Date of this Version

1994

Comments

Published by von der Dunk in Proceedings of the Forty-Seventh Colloquium on the Law of Outer Space 161-171 (1994). Copyright 1994, F.G. von der Dunk. Used by permission.

Abstract

Wherever commercial activities are undertaken, the question of liability for harmful effects of those activities to others is one of the first things to come to a lawyer's mind. With space activities of course, as long as endowed with commercial character, it is no different. Nevertheless, the special character of space activities as a category and space as an area, reflected in the corpus juris spatialis which has developed over the past decades as a lex specialis to the lex generalis of general public international law, provides this question of liability with a number of special features when regarded in this context.

Where time and again confusion arises as to what "liability" means in theory and, as a consequence, entails in practice, before focussing on the issue of liability for commercial space activities it seems adamant to provide some clarity on these issues to allow sensible dialogues and discussions.
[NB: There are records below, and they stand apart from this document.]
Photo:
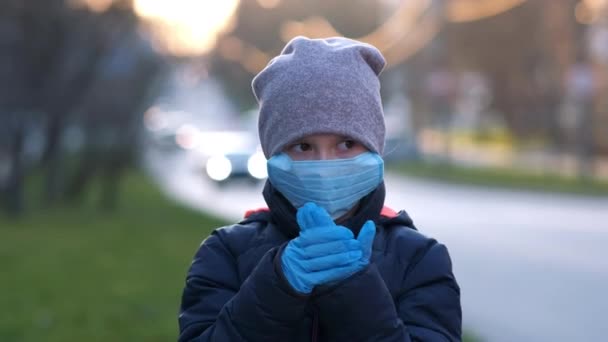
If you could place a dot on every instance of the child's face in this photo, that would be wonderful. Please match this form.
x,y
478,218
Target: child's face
x,y
324,147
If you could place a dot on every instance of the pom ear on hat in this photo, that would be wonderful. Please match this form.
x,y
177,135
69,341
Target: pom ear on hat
x,y
321,86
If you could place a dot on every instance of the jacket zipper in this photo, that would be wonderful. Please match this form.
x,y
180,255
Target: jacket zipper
x,y
315,327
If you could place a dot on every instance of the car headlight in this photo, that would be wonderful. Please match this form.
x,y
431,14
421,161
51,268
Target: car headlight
x,y
218,168
256,165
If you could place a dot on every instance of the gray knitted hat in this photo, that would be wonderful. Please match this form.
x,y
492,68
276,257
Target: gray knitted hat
x,y
321,86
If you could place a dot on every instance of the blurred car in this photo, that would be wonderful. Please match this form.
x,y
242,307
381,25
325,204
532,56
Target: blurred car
x,y
231,155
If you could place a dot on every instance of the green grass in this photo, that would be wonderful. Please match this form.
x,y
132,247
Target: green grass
x,y
81,274
86,275
501,177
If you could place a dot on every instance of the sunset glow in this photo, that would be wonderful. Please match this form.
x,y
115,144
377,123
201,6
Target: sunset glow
x,y
187,27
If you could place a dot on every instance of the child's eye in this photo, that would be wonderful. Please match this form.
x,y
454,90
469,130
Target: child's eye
x,y
300,147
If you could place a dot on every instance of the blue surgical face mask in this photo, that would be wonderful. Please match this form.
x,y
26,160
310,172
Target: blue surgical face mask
x,y
336,185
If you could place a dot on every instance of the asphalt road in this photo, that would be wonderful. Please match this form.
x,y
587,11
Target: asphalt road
x,y
532,267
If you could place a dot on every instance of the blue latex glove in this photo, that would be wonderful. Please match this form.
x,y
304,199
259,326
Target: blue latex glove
x,y
324,252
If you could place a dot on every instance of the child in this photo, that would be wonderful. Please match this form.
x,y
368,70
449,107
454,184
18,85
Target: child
x,y
326,261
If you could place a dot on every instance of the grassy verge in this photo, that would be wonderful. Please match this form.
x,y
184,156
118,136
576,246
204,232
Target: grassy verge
x,y
499,177
79,274
85,275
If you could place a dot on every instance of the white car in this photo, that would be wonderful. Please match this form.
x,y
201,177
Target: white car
x,y
233,154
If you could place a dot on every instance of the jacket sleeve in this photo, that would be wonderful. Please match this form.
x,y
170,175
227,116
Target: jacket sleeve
x,y
426,308
217,307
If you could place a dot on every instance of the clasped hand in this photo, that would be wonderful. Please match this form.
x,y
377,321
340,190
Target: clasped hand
x,y
324,252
The present paper therefore purports to survey a number of general aspects which arise in respect of liability as a notion common to more or less all municipal legal systems and to international law as a whole, and then to analyze briefly how these aspects specifically relate to the issue of commercial space activities. Hence, an inventory is made of the most important aspects of the notion of liability in theory, which should be helpful in clarifying the specific juridical consequences of liability for commercial space activities - and at least focusses discussions. Among these aspects, some of the most important relate to the intricate relationship between public international and private, civil liability, and the relevance of the notion of the "appropriate state" for the field of liability. A short comparison with the doctrine of state responsibility, as it has developed in the state-to-state relationship defined by international law and transplanted into space law, is unavoidable on some of the subissues concerned.
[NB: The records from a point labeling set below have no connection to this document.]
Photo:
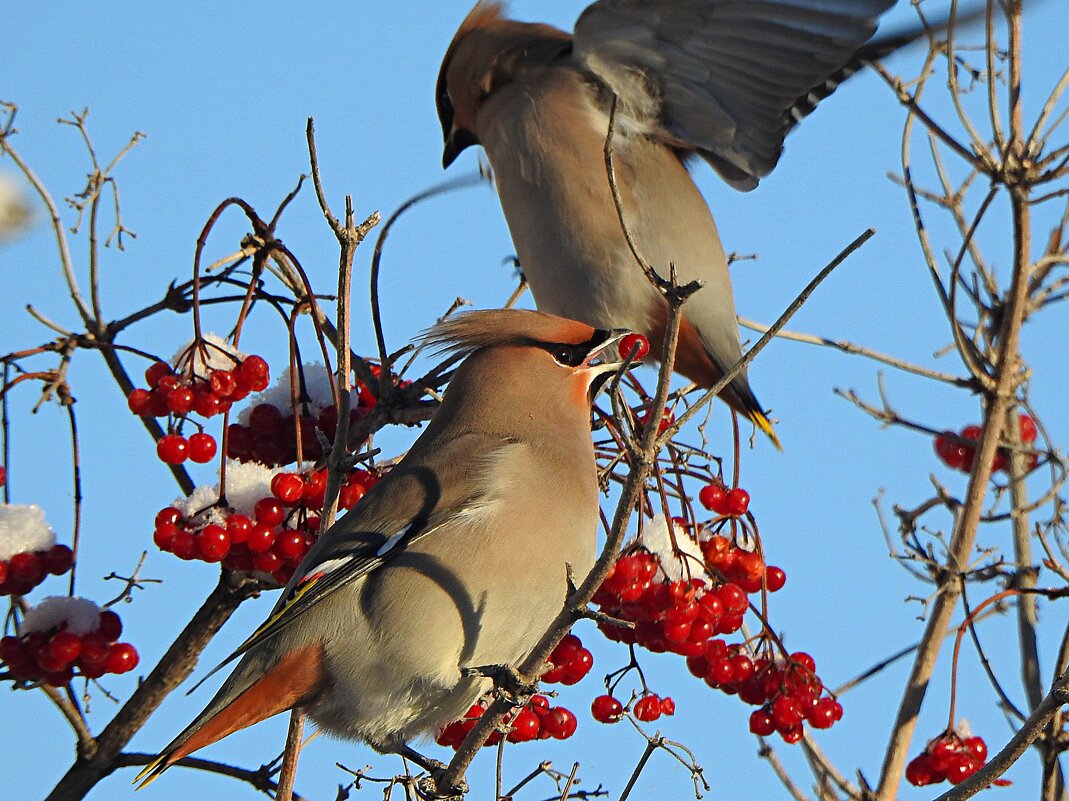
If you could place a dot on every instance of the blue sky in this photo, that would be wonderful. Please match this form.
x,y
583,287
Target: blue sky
x,y
222,92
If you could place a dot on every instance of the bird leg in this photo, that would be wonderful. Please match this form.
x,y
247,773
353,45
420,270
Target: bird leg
x,y
507,681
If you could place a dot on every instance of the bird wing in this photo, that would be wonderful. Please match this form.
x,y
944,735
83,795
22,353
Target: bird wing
x,y
409,503
725,78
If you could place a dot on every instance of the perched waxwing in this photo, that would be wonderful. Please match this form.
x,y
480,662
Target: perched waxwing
x,y
458,558
719,79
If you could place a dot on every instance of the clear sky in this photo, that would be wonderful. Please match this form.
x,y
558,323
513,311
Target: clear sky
x,y
222,91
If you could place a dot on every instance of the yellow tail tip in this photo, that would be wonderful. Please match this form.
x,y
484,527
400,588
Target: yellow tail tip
x,y
762,422
151,772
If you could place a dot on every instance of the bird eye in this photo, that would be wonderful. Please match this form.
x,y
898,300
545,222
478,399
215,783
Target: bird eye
x,y
566,355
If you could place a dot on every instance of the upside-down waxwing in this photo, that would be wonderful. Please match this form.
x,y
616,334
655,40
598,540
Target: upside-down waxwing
x,y
719,79
458,558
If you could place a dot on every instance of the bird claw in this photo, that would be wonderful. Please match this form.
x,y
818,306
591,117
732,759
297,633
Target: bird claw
x,y
506,678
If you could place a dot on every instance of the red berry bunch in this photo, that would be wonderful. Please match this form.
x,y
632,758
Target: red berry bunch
x,y
58,655
719,499
537,721
959,451
677,616
177,395
648,708
949,757
569,662
787,691
273,538
21,572
634,342
270,434
643,418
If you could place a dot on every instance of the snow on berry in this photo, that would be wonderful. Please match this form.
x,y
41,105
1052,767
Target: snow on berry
x,y
214,354
80,615
319,386
680,558
247,482
24,529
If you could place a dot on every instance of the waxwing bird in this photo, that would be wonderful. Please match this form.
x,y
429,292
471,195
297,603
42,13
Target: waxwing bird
x,y
453,560
719,79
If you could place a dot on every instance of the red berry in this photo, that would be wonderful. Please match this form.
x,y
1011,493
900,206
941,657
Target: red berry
x,y
122,658
635,342
256,372
648,708
737,503
269,511
525,726
606,709
168,514
238,527
184,545
180,400
713,496
213,543
110,626
156,371
222,383
139,402
761,723
261,538
775,579
58,559
164,536
1027,428
559,723
172,449
202,447
288,488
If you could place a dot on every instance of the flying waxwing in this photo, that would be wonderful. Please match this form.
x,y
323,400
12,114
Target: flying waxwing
x,y
456,558
721,79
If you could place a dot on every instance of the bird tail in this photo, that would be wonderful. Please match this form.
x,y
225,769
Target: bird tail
x,y
241,703
759,419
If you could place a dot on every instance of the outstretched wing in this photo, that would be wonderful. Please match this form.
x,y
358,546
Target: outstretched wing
x,y
724,78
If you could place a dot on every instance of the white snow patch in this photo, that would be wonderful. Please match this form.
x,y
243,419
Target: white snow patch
x,y
212,356
247,482
24,528
80,614
319,384
655,538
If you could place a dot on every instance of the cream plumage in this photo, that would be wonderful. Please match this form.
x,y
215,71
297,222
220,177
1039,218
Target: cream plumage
x,y
719,79
453,559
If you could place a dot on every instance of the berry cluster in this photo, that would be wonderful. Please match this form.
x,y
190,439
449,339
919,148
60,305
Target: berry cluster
x,y
959,450
569,662
648,708
270,434
53,656
180,395
273,538
24,571
537,721
678,616
949,757
721,501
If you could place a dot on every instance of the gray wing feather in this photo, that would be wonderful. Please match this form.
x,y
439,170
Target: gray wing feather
x,y
721,77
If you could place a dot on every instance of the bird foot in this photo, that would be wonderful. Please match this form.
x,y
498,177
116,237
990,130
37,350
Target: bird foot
x,y
507,680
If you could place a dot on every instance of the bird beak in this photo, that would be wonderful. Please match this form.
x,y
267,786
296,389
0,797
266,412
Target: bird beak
x,y
603,370
456,142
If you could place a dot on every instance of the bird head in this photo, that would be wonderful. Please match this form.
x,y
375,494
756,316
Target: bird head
x,y
487,51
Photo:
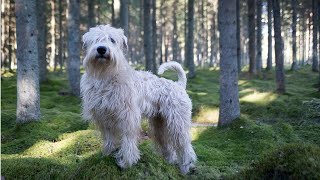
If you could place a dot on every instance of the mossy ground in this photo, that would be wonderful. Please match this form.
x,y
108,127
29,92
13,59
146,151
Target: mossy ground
x,y
277,136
Theoretically speaking, eight different aspects of "liability" are submitted to be of paramount importance for any analysis of liability as it operates vis- á-vis commercial activities. When surveying these eight paramount aspects of any liability regime, at the same time by relating them to the specifics both of space activities and of the space law-liability regime, as illustrated by 'legal facts' of both international and national brand, the problems which remain with respect to liability for commercial space activities are taken stock of, and the fundamental character of the relationships between public international and private liability, respectively international liability and state responsibility are highlighted. It is submitted, that any analysis of the issue of commercial activities and the related liability questions should at least take account of the inventory of problems thus provided.